Monday, February 25, 2013

Is the Bocas Lit Fest for little guys?

In 2010, when I read about the first Bocas Lit Fest I thought, hey! here's a real opportunity for aspiring writers. The inaugural event was scheduled for 2011 and the committee was accepting submissions for books published in 2010. I can't recall the exact wording of the call for submissions, but aspiring and "invisible" writers across the Caribbean must have been truly ecstatic when they read about the festival and what it promised, because it communicated, in a crystal clear whisper, "Hey, little guy, this competition is for you. You thought no one was paying attention, but we were, and The Bocas Lit Fest was created just for you." One of Potbake's publications, Bend Foot Bailey, qualified, so I mailed five copies and the entrance fee.

When the 2011 shortlist was announced, my eyes bulged for the list featured Derek Walcott and V.S. Naipaul; big, big guns. Shocked and betrayed, I shook my head and scoffed, not because Bend Foot Bailey wasn't there, but wasn't The Bocas Lit Fest for the aspiring? The list also featured critically acclaimed first-time authors but any writer in a ring with two Nobel Prize Winners will feel like an amateur boxer up against Sugar Ray and Ali in their heyday. If Walcott and Naipaul had to be involved they should have been judges, I felt, for they had already made their international mark. Plus, in January, Walcott’s White Egrets had won the TS Eliot Prize and 15,000 pounds.

Let's turn to the 2011 event held at the National Library in Trinidad: well-planned, with minor hiccups, but walking from sessions in the audio room to the old fire station to hear Earl Lovelace read or ARC speak about their new magazine, I felt the itinerary featured only a clique of “knowns”.

The booksellers had stalls strategically set in the atrium, a grand spectacle spiralling several storeys up to a skylight. If a little guy didn't have his book with any of the participating bookstores he was invisible. If he did, it might have been under one of Walcott’s or Naipaul’s many books.

So in 2011, what was there for the little guy? The readings were marvellously entertaining, along with participation in informative workshops and Q and A at the end of talks, if time permitted. If one was eager to listen and learn and engage with others between events, The Bocas Lit Fest was the place for writers to network with readers and booksellers. At the event, I was able to score a spot on Nigel R Khan’s bookshelves. (If you’re a little guy at the 2012 event, work the crowd.)

At noon there was a spoken word session on the pavement outside the library. If one was comfortable enough they could read to talkative listeners and disinterested pedestrians. I enjoyed these most because it was here I met and listened to the grassroots of the writing community: unpublished poets and writers, literature students reading their works from leaflets or cellular phones, activists and singers who performed in cafes. The Bocas Lit Fest was truly alive for an hour and a half every day, for the little guy.
Even before Derek Walcott won the first Bocas Lit Fest (USD 10,000 more for the Nobel Prize Winner) I was doubtful I would ever submit another entry. After seeing the shortlist for 2012 I'm convinced I never will again. Big, big guns.
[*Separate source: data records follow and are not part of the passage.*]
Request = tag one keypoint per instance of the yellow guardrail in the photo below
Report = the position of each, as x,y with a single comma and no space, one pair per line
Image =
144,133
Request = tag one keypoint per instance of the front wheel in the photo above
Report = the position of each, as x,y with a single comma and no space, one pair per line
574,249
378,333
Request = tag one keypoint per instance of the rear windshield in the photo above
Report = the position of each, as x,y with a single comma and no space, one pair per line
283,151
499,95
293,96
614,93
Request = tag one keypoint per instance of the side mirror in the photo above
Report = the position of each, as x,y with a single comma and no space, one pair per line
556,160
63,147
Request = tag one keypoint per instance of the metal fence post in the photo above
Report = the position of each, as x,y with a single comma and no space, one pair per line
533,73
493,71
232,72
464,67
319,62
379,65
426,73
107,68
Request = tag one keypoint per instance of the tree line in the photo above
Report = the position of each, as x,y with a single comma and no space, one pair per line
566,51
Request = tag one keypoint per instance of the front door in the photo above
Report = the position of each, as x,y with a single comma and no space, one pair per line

On Thursday 26 April 2012 the second Bocas Lit Fest kicks off. Earl Lovelace is on the shortlist. A year ago Is Just a Movie won the Grand Literary Prize of The Caribbean (USD 15,000 in the bank). Loretta Collins Klobah is also on the list, an award-winning professor of Caribbean Literature. The Twelve-Foot Neon Woman (I'm lifting my brows) was published by Peepal Tree Press of Leeds, United Kingdom. In the non-fiction category there’s Godfrey Smith, a Belizean politician, columnist and attorney. Big, big guns muffling the aspirations of the little guys, hurt and sad and reeling from the thought that The Bocas Lit Fest, initially disguised as a messiah, is nothing but another grand illusion and insult to their literary dreams.

I’ll be looking on from the pavement.